Sur les pavés, dix centimètres d’eau, à ce niveau-là on ne parle plus de flaque, mais de lac, il nous faudrait un saint costaud aux pas de géant pour traverser la rue sur son dos. À défaut, nous courons jusqu’au café, seul abri à notre portée dans ce quartier périphérique, nous nous sommes trompés de direction en sortant de la basilique et la pluie redouble de violence. Je commande un café et J. demande de l’aide : « Siamo persi », dit-il, alors que c’est faux, car on n’est jamais perdus avec un GPS, mais : quelle bonne occasion d’engager la conversation ! Deux touristes égarés sur la circonvallazione, loin du cœur de Vérone, sur le Viale Cristoforo Colombo : tiens, le revoilà celui-là, ça faisait longtemps. La femme est originaire d’un patelin du Trentino, elle nous demande d’où nous venons, et nous répondons : « da San Zeno », mais, avant San Zeno, nous venons de Paris et de San Francisco, alors elle est intriguée, comment nous sommes-nous connus ? et voilà, nous lui expliquons, mais il n’y a rien à expliquer, et J. lui dit qu’il me connaît depuis très longtemps, et c’est vrai, il a raison, puis il ajoute que j’étais petit comme ça, et il fait le geste, sa main à un mètre du sol, tête imaginaire d’un enfant qui serait moi : et ça, ce n’est pas vrai. Mais ça me fait plaisir. J’ôte ma chemise trempée, et la casquette qu’il m’a prêtée, il se désolait de me voir si mal équipé, il s’inquiète pour moi, il dit que la casquette me va bien, je n’ai pas l’air d’un Américain pour autant, mais je garde la tête au sec.

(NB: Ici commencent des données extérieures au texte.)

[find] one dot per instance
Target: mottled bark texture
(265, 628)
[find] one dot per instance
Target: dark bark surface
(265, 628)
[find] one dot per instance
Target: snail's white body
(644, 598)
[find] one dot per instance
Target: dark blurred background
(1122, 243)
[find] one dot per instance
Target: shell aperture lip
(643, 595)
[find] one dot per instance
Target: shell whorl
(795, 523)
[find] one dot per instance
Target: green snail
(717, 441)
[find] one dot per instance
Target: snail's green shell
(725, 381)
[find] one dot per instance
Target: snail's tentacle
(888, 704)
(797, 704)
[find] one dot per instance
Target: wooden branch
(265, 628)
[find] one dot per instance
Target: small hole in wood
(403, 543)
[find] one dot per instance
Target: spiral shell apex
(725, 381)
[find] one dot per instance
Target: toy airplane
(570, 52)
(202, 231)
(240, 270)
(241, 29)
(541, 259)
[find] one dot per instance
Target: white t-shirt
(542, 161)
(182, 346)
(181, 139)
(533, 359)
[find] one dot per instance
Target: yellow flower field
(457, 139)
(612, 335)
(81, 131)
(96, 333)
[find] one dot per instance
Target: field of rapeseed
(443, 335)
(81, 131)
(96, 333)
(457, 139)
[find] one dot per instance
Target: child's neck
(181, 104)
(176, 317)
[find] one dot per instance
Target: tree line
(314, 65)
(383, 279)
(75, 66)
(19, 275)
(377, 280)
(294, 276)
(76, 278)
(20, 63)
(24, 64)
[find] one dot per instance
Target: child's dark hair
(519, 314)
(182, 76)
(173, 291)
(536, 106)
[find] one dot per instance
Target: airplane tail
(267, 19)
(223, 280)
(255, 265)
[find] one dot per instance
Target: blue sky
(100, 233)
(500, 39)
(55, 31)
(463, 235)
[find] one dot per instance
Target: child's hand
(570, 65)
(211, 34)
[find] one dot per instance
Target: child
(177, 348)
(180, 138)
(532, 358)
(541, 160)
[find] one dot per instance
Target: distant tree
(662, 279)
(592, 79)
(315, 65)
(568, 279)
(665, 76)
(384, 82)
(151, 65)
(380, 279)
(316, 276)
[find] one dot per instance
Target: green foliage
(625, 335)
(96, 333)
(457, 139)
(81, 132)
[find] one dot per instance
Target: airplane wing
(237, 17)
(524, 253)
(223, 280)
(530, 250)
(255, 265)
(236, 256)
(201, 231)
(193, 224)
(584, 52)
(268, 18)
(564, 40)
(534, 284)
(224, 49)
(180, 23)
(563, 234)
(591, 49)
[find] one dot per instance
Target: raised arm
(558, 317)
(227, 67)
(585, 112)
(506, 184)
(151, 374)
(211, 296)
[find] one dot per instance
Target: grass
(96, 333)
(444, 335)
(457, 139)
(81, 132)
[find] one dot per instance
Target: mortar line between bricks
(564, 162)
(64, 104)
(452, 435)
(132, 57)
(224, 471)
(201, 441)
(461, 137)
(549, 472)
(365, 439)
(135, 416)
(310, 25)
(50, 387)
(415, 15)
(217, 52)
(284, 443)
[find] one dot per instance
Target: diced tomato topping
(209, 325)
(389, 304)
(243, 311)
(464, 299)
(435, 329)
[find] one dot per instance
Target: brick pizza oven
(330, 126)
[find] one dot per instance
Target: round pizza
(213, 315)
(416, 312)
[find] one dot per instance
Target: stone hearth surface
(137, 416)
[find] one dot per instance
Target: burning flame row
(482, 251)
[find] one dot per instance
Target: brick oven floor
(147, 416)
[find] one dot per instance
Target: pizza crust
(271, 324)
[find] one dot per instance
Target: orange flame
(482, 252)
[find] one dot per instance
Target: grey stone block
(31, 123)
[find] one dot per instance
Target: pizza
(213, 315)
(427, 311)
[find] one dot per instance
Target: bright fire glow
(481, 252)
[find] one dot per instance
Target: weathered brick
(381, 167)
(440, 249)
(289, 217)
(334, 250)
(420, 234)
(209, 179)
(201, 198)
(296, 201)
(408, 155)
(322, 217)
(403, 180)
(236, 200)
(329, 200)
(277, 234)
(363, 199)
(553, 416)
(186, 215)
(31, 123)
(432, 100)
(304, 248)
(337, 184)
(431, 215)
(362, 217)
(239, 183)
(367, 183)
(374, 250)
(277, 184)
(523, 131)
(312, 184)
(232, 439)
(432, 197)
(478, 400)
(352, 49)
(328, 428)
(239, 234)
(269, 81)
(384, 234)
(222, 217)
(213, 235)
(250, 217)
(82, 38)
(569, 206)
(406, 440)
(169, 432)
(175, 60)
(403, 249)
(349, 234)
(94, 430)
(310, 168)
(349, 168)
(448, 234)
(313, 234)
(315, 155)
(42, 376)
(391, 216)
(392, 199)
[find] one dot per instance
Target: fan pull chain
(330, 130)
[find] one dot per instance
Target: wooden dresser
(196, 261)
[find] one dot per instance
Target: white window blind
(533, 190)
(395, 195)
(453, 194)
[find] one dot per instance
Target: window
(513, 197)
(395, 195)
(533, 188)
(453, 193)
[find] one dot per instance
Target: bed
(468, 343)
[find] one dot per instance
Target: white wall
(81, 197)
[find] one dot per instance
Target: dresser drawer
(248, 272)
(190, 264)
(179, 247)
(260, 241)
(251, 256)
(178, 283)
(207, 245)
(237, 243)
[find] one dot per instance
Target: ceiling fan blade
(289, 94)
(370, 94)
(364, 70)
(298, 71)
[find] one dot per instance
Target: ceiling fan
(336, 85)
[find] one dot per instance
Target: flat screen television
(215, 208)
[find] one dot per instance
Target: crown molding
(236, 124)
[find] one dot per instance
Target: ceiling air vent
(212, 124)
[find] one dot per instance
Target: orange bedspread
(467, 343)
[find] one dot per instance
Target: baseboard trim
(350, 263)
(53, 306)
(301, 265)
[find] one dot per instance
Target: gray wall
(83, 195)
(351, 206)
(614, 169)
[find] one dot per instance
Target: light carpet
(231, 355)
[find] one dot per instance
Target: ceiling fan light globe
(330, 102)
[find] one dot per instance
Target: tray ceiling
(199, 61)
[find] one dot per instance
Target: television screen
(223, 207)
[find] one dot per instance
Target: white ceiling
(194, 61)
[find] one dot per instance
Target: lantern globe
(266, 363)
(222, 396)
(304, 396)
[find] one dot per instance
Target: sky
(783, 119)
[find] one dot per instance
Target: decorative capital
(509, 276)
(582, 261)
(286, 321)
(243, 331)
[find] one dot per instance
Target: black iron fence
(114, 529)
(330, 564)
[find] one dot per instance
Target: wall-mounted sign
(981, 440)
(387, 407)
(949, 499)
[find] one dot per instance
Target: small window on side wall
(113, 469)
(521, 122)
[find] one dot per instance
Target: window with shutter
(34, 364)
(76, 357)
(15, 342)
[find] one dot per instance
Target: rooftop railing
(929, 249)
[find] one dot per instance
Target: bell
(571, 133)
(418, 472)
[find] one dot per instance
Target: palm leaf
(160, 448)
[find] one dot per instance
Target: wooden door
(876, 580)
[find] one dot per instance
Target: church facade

On reste ici, on regarde la pluie tomber, on regarde le temps passer, tout doucement, c’est-à-dire lentement, et avec douceur.
Juillet 2022, en face de moi dans un train low-cost Barcelone-Madrid, un muchacho lisant en catalan. On sous-estime souvent le pouvoir d’un joli garçon doublé d’un roman catalan.
Je cherche à me faire voir, je sors un recueil de Luis Cernuda. Il me regarde un peu, fouille dans son sac, sur lequel j’aperçois soudain un imprimé d’une poétesse-instagrammeuse décevante. Je me concentre alors sur mon livre, cette fois-ci pour de vrai. Je me dis que c’est le jeu : ça n’était qu’un regard, je ne le connais pas, je le devine à peine…
Cher H, tu m’avais manqué. Dans ce train, je t’aurais demandé (mais en quelle langue ?) de me parler de ce poète dont j’ignore tout. Tu aurais compris ma manœuvre, tu serais entré dans mon jeu (le tien, en vérité) sans engagement, sans idée, juste pour voir, en légèreté, et au présent.